As for other Lepidoptera, 22 tRNA genes were detected in Dendrolimus mitochondrial genomes, and ranged in size from 64 to 71 bp. Fourteen tRNA genes were coded on the majority strand (J-strand) with eight coded on the minority strand (N-strand). All the tRNA genes have classic cloverleaf secondary structures except for the trnS1 (AGN) gene, where the dihydrouridine (DHU) arm is replaced by unpaired nucleotides. This feature is common to most Lepidopteran mitochondrial genomes except the tortricid Adoxophyes honmai, which has all tRNA genes with complete cloverleaf structures [60]. These aberrant tRNA genes may be modified via RNA-editing mechanisms [61,62]. Many mismatches were found in each of the newly sequenced genomes resulting in some small differences (Additional file 7). There were 16 identical mismatched base pairs and G-U wobble pairs in tRNA structures for all eight samples.
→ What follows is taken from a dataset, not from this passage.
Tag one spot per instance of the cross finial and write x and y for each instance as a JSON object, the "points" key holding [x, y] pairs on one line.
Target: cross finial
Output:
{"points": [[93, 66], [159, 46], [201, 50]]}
Base composition, AT-skew and codon usage were calculated for the eight newly sequenced genomes and the 12 published Bombycidae mitochondrial genomes (Table 1). The base composition of the J-strand of the Dendrolinus species fell within the range of other Bombycoidea species, and their nucleotide compositions were significantly biased toward A and T (Additional file 8). The nucleotide skew statistics for the entire majority strand of eight individuals indicated a weak A skew and a moderate C skew. In the protein coding genes, both the second and the third positions had negative AT-skew and GC-skew, with the first position having positive AT-skew and GC-skew; overall, PCGs had a negative AT-skew and a positive GC-skew (Additional file 8). The nucleotide skew statistics for the tRNA genes of the eight Dendrolimus individuals indicated a weak A skew and a moderate C skew. The rrnL gene of Dendrolimus is more than 60 bp longer than that of other Bombycoidea species, and the nucleotide skew statistics for rrnL of the eight individuals showed higher A- and C-skews than other Bombycoidea.

Codon usage and RSCU results of our eight moths and the other Bombycoidea species are also given (Additional file 9). Codon usage bias has been detected in currently sequenced mitochondrial genomes. Excluding stop codons, there were 3726 codons in both D. spectabilis and D. tabulaeformis,. One additional codon was detected in D. punctatus. The codon families show very similar behavior among all 20 species considered (Additional file 9). In the eight newly sequenced genomes, eight codon families (Phe, Leu2, Ile, Met, Ser2, Tyr, Asn, Gly) had at least 50 codons per thousand codons (CDs), and two codon families (Leu2, Ile) had at least 100 codons per thousand CDs; other Bombycoidea species had three codon families (Phe, Leu2, Ile) with at least 100 codons per thousand CDs.

RSCU results of Bombycoidea showed that codons exhibit a strong AT-bias in the third codon position, and GC-rich codons are less preferred among the usage of both four- and twofold degenerate codons [63] (Additional file 9). In our eight specimens, many codons were absent, with AGG absent in D. punctatus wenshanensis03, D. punctatus wenshanensis 06, D. punctatus04, D. tabulaeformis06 and D. tabulaeformis38; UGC and AGG were absent in D. spectabilis02 and D. spectabilis13 (Additional file 9).

Evolutionary relationships based on phylogenetic analyses

The phylogenetic analyses conducted in this study yielded the same topological relationships for the 13PCGs and 37gene data matrices in both ML and BI trees (Figure 2). The BI analyses met the three criteria simultaneously to ensure accurate results. Phylogenetic trees showed that in the genus Dendrolimus, the morphospecies D. spectabilis formed a stable clade distinct from other Dendrolimus, and that D. punctatus (including D. punctatus wenshanensis) and D. tabulaeformis formed a separate monophyletic clade. Thus from a phylogenetic point of view, we conclude that D. spectabilis has evolved as an independent lineage distinct from that of D. punctatus and D. tabulaeformis.
Figure 2

Phylogenetic tree (ML and BI) of Bombycoidea species with outgroups constructed with (1) 13 protein coding genes (13PCGs); (2) 37 genes (13 protein-coding genes + 22 transfer RNA genes + 2 ribosomal RNA genes, 37gene). Numbers above or below branches indicate bootstrap values, in the order of presentation 13PCGs-BI/13PCGs-ML/37gene-BI/37gene-ML. Clades with different colors indicate different families. Specimens within the red box are the newly sequenced genomes of this study.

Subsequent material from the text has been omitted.